Toda doença grave declarada em “laudo médico” dá isenção do Imposto de Renda?

Por Equipe Editorial

Indagação frequente no dia a dia de consultoria tributária é: Os portadores de determinadas doenças têm direito à isenção do Imposto de Renda, mesmo que tenham recebido rendimentos como aposentadoria, pensão por invalidez ou pensão alimentícia?

O tema em debate é de difícil solução e sem uma decisão definitiva do Poder Judiciário, por não haver a caraterização da isenção tributária por doença maligna.

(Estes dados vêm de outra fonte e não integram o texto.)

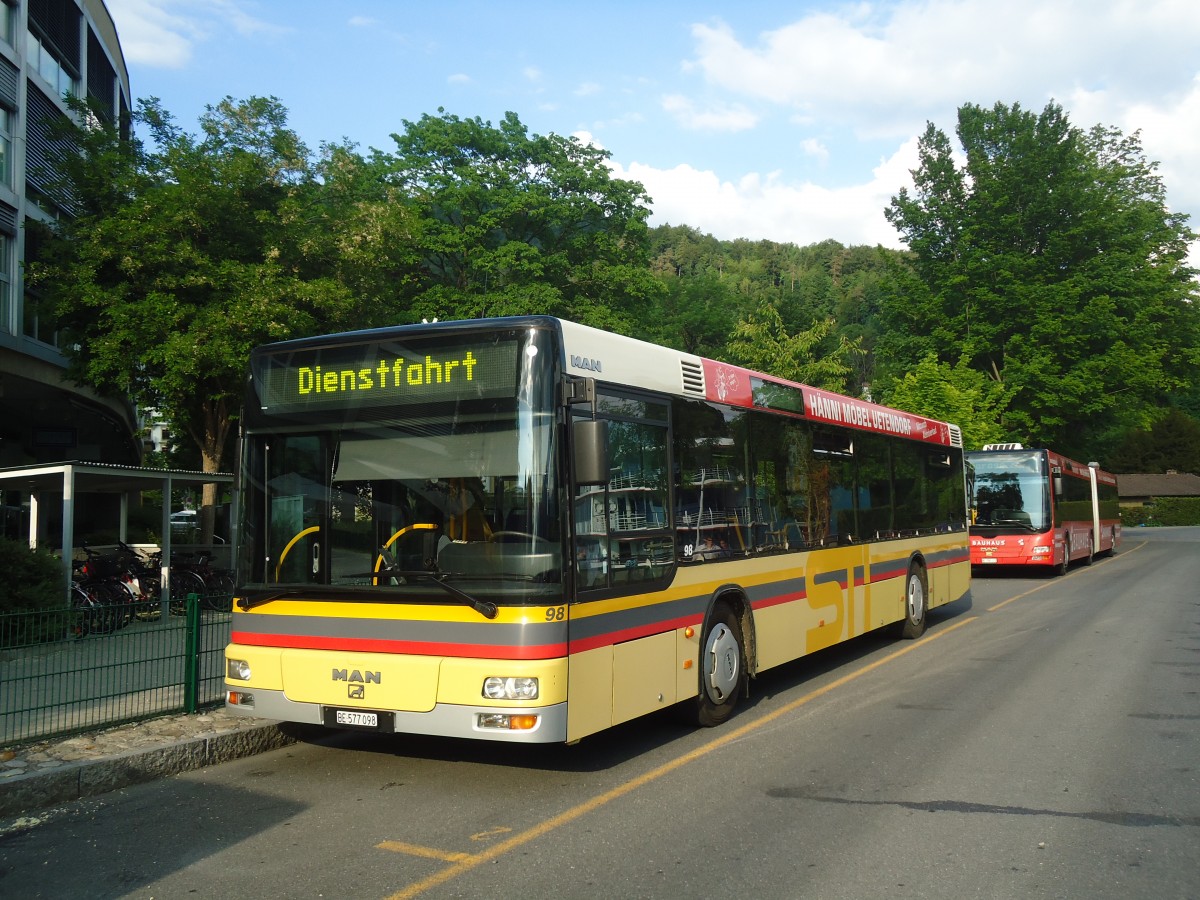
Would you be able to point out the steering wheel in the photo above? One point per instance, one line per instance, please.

No Superior Tribunal de Justiça (STJ) não são poucos os processos movidos por portadores de neoplasias malignas que buscam garantir o direito à isenção do Imposto de Renda.

Portador de doença grave

Em pesquisa, podemos constar que a Isenção do Imposto de Renda aos portadores de doenças graves e sobre os proventos de aposentadoria ou reforma, frequentemente chega ao STJ são recursos questionando a revogação do benefício na ausência dos sintomas da doença, falta de atestado oficial (INSS) ou até mesmo diante de aparente cura (artigo 6º, inciso XIV, da Lei 7.713/88).

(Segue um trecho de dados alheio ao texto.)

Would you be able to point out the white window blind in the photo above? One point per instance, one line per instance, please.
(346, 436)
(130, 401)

Como condição para concessão da isenção do imposto de renda a comprovação da moléstia grave por meio de laudo pericial oficial, contudo, tal dispositivo não delimita quem deve emitir tal diagnóstico (INSS, Perito oficial do Judiciário ou Médico Privado) para comprovar a existência de doença capaz de assegurar a isenção, sendo que no caso de discussão judicial ou processo administrativo fiscal, ficará a critério do julgador para aceitar ou não a comprovação  ̶  Recurso Especial nº 514195-RS, 2ª Turma STJ, DJ-e 27/6/2014 (art. 30, Lei nº 9250 de 1995).

O serviço médico fixará o prazo de validade do laudo pericial, no caso de moléstias passíveis de controle.

São todas as doenças?

Outra controvérsia, é se os tipos de doenças graves são taxativos – relação do inciso XIV, art. 6º, da Lei n. 7.713/88, sendo, portanto, vedada a interpretação analógica ou extensiva. No caso dos portadores de determinada moléstia em grau mais elevado (no caso, espondiloartrose anquilosante), está interditada a interpretação que alcança toda e qualquer tipo daquela espécie (as várias formas de espondiloartroses), se cuida de enfermidades diversas. Embora seja grave a doença, a questão é de legalidade, não ser interpretada a isenção de forma extensiva (Recurso Especial nº 570877 – DF, 2ª Turma STJ, DJ-e 10/10/2014).

Os rendimentos percebidos pelos portadores de moléstia profissional, tuberculose ativa, alienação mental, esclerose múltipla, neoplasia maligna, cegueira, hanseníase, paralisia irreversível e incapacitante, cardiopatia grave, doença de Parkinson, espondiloartrose anquilosante, nefropatia grave, hepatopatia grave, estados avançados da doença de Paget (osteíte deformante), contaminação por radiação, síndrome da imunodeficiência adquirida (Aids), com base em conclusão da medicina especializada, mesmo que a doença tenha sido contraída depois da aposentadoria ou reforma

Autodeclarar

Em regra, o contribuinte que após o laudo médico de “qualquer especialista ou Hospital particular” comprovar a doença maligna, poderá se autodeclarar “isenta do IR” bastando enviar os documentos do departamento financeiro e contábil da fonte pagadora para arquivo e comprovação em caso de diligência fiscal.

Assim, somente em caso de fiscalização ou pelo sistema de malha da Receita Federal sobre sua “declaração de ajuste”, terá de demonstrar ao fisco a sua doença, e caso ocorrer a “glosa pela fiscalização”, aí sim, deverá entrar na “discussão da validade ou não” do laudo particular.